Who doesn’t like to peek in other people’s windows to see how they live? This intriguing video and audio installation, produced by Devon-based art collective Blind Ditch, turns the tables and allows gallery visitors to look not in but out of windows across an entire city.

This City’s Centre 1: Window gives a multi-faceted picture of Exeter, a small urban settlement in a largely rural area of Southwest England. Forty anonymous residents talk about their city while a camera focuses on the views from their windows. Although we never see the speakers, we catch little glimpses of their lives: the fruit bowl on the table, the ornaments on the sill, the Union Flag flying.

There’s a parallel suggested between the physical viewpoints we’re seeing and the points of view we’re hearing. This city’s centre – its heart, its character – isn’t a single thing; it can’t be located as a point on a map or defined in a few short sentences. Instead it’s distributed across its citizens. And it’s a fluid thing, constantly shifting and changing over minutes as well as years. This is underlined by the chorus of overlaid voices and montage of views that punctuate the narrative as we leave one home and enter another.

This City’s Centre 1: Window claims to “gently probe the boundaries of public and private”. By inviting us inside people’s homes, it promises intimacy, yet remains largely outward-looking. The whole piece exploits this tension, comparing and contrasting the literal and figurative spaces of real city, filmed city and narrated city. Time and again, the camera pulls back from a distant, shared, public vista to reveal that it’s situated behind a window – behind glass – in a private home.

This focus on space makes the organisation of the exhibition seem particularly significant. Shown in Exeter’s main museum as two adjacent cinema-sized projections high above our heads, This City’s Centre 1: Window elevates the domestic to the grand. Yet the voices we’re hearing are inside our heads, as the soundtrack is delivered on headphones. There are only two sets and they’re wired in, pinning you to the spot. The sound seems somehow detached from the action; many visitors put on the headphones and listen without ever noticing the screen.

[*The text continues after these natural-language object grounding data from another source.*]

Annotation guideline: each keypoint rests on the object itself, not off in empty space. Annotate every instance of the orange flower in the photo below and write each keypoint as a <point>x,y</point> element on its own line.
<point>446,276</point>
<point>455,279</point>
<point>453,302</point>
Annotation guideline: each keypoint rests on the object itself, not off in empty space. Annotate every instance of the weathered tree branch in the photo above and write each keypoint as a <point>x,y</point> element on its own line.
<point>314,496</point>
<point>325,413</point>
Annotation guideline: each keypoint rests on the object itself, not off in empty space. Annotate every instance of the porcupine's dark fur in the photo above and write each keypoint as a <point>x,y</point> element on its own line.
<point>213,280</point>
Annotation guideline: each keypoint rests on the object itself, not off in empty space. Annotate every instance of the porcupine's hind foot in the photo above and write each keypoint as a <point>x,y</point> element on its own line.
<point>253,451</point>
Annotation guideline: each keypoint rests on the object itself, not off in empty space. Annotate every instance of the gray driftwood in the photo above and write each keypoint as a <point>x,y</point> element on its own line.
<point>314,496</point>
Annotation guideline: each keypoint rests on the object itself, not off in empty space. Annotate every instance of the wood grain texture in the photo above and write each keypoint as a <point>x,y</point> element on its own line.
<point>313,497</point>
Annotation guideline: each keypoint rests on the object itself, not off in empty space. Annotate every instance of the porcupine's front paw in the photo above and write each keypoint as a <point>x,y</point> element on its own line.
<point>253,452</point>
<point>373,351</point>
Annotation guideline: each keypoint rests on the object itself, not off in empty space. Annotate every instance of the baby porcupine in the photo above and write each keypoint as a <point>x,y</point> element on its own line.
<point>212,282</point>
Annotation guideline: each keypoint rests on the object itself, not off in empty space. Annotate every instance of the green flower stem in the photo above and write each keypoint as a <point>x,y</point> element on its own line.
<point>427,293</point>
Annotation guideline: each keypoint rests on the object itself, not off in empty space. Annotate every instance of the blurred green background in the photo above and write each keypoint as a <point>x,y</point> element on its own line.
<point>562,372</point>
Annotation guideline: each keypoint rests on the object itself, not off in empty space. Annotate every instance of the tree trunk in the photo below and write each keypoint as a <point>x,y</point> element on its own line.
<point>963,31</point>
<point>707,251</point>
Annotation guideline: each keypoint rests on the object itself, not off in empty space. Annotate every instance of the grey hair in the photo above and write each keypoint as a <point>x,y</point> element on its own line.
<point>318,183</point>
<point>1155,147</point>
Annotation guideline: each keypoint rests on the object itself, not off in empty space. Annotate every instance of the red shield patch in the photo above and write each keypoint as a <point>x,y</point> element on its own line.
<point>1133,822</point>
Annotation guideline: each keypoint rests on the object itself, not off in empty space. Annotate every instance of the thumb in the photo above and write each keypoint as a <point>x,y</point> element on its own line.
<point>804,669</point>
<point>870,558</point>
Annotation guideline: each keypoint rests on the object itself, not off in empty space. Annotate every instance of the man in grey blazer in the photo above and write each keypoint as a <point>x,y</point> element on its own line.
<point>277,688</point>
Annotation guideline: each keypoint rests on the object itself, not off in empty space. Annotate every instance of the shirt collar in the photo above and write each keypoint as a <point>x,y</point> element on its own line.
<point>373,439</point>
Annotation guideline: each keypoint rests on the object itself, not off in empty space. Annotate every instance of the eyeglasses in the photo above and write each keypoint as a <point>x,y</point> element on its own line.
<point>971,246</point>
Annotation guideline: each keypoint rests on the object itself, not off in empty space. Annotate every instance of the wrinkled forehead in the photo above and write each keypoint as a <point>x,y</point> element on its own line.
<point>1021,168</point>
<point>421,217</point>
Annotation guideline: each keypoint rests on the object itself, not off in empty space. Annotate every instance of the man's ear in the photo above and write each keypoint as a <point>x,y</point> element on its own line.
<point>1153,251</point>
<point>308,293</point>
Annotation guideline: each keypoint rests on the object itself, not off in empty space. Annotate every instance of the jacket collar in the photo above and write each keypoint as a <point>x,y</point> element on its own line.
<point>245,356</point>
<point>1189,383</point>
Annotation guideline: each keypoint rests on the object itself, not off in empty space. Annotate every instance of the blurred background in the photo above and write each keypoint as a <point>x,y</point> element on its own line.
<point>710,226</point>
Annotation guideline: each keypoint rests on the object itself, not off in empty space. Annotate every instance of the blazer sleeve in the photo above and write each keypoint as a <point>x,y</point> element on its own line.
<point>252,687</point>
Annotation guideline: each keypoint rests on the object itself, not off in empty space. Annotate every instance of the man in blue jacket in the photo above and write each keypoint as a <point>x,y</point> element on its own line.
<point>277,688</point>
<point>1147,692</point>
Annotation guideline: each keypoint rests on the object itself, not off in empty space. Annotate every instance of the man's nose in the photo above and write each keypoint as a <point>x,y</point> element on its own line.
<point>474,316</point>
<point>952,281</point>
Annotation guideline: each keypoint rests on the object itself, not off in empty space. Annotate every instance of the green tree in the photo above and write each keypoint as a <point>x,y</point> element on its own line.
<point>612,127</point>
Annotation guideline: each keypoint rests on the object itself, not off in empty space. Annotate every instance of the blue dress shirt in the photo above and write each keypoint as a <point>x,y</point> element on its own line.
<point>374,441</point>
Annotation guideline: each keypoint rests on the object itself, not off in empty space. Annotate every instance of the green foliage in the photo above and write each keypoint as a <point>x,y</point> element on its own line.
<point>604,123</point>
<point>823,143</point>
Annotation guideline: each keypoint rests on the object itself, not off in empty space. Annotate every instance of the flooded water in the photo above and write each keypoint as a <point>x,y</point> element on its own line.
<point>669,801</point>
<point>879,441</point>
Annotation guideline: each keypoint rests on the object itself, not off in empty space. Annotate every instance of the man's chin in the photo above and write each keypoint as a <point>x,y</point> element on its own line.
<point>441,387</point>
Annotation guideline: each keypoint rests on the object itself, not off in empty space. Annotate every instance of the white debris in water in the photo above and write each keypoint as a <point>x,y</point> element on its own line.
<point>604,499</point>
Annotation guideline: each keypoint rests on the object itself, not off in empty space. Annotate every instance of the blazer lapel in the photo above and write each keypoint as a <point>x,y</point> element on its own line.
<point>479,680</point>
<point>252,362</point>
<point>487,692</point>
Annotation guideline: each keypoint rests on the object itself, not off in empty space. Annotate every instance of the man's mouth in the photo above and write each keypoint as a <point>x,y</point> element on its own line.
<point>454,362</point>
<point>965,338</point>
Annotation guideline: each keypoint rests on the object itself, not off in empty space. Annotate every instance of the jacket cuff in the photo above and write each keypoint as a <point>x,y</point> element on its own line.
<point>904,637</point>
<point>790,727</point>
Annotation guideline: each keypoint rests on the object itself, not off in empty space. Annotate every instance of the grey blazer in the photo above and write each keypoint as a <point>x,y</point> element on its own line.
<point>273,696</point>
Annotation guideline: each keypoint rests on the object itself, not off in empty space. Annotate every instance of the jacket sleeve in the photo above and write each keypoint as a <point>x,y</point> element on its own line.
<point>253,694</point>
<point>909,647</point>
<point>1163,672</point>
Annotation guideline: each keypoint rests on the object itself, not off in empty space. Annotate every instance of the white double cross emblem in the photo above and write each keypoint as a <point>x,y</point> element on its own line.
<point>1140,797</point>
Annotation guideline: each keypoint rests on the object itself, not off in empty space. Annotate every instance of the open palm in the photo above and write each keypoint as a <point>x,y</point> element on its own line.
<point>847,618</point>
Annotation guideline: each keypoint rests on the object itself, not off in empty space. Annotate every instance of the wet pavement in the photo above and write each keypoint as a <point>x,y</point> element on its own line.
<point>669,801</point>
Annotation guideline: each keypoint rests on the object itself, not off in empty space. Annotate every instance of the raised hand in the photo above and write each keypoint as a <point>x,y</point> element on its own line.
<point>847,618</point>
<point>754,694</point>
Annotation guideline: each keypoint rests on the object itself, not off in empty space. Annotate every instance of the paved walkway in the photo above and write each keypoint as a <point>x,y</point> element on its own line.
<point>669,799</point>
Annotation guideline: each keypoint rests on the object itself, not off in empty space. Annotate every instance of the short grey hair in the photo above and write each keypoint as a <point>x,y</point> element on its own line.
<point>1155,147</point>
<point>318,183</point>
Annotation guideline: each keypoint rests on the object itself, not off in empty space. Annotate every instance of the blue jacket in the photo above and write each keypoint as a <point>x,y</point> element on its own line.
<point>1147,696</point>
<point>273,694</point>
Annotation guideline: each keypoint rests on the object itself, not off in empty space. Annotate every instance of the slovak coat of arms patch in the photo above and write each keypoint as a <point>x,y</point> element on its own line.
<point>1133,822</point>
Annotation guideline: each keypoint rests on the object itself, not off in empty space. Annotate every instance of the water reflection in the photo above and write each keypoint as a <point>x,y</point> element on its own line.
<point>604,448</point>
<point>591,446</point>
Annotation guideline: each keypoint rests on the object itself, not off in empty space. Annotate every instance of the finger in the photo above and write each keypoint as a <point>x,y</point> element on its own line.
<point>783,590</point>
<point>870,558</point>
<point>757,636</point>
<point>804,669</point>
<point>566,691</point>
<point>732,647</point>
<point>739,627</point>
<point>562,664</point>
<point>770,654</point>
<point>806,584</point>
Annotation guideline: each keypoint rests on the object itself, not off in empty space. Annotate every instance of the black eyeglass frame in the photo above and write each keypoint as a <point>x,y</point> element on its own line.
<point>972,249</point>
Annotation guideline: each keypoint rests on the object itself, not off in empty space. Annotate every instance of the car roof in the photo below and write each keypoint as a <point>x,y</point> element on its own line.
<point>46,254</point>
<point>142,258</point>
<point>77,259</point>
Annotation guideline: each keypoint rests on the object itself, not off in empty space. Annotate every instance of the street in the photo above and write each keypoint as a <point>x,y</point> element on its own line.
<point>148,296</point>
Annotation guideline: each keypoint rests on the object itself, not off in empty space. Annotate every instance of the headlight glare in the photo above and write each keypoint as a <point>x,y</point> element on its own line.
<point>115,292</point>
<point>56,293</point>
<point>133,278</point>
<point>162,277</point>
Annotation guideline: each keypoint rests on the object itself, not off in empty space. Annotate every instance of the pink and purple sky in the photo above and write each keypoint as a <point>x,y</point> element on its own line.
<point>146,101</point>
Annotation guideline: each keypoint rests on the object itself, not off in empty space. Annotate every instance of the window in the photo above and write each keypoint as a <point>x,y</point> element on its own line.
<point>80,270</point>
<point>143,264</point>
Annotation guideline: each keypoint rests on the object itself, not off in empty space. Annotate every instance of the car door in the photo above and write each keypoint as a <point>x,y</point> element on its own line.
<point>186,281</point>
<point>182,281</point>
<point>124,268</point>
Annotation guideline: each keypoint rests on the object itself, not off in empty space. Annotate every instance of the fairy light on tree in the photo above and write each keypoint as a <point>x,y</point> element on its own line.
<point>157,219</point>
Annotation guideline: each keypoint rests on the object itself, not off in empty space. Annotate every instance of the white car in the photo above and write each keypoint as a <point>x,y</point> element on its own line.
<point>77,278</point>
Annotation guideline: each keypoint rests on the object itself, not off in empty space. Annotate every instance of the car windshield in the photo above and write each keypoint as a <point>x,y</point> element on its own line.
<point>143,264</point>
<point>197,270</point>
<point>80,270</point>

The participants’ words are presented as monologues (although they must have begun as conversations with the film-makers). As they look out over the city, they seem conscious that they’re addressing an audience. Facing a stranger with recording equipment in their homes, many of these Exeter citizens respond politely, with positive thoughts about their lives and statements of civic pride.

It’s almost as if participants are colluding in an idealised picture of their community. The artists have chosen to elicit these views from places of retreat, invisibility, separateness and ‘safe’ distance. It’s very different to be a citizen out on the street, immersed in the conflict and communality that results from contact with others.

What’s more, the very premise of looking out of a window implies a certain kind of lifestyle – a home you can call your own, and the time, resources and confidence to share it. Many of the speakers make light-hearted references to voyeurism and how the windows are used to observe oblivious passers-by. The arguing couples, the drinkers in the park and the noisy inmates of the prison are just so much local colour. Even though compassionately viewed, they don’t get to look back. As I watch, it’s the views we’re not seeing and hearing that preoccupy me most.

Ultimately, however, This City’s Centre 1: Window is a portrait not of people, but of scenery and buildings. A view can belong to you, even if the land itself doesn’t, and that’s possibly why many participants talk with such pride and interest about what they can see from their homes. At one level this is a nicely packaged gift to Exeter, from Exeter, with a little municipal self-promotion attached. But, as the work itself reminds us, there is always more than one way of looking at a city and your own place in it.

This City’s Centre 1: Window is the first part of a digital triptych of Exeter, which will be completed by Linger, an interactive mapped walk of Exeter views, and Here, Now, a live performance with streamed video showing 17 – 21 September as part of Unexpected 2013, Exeter’s new arts festival.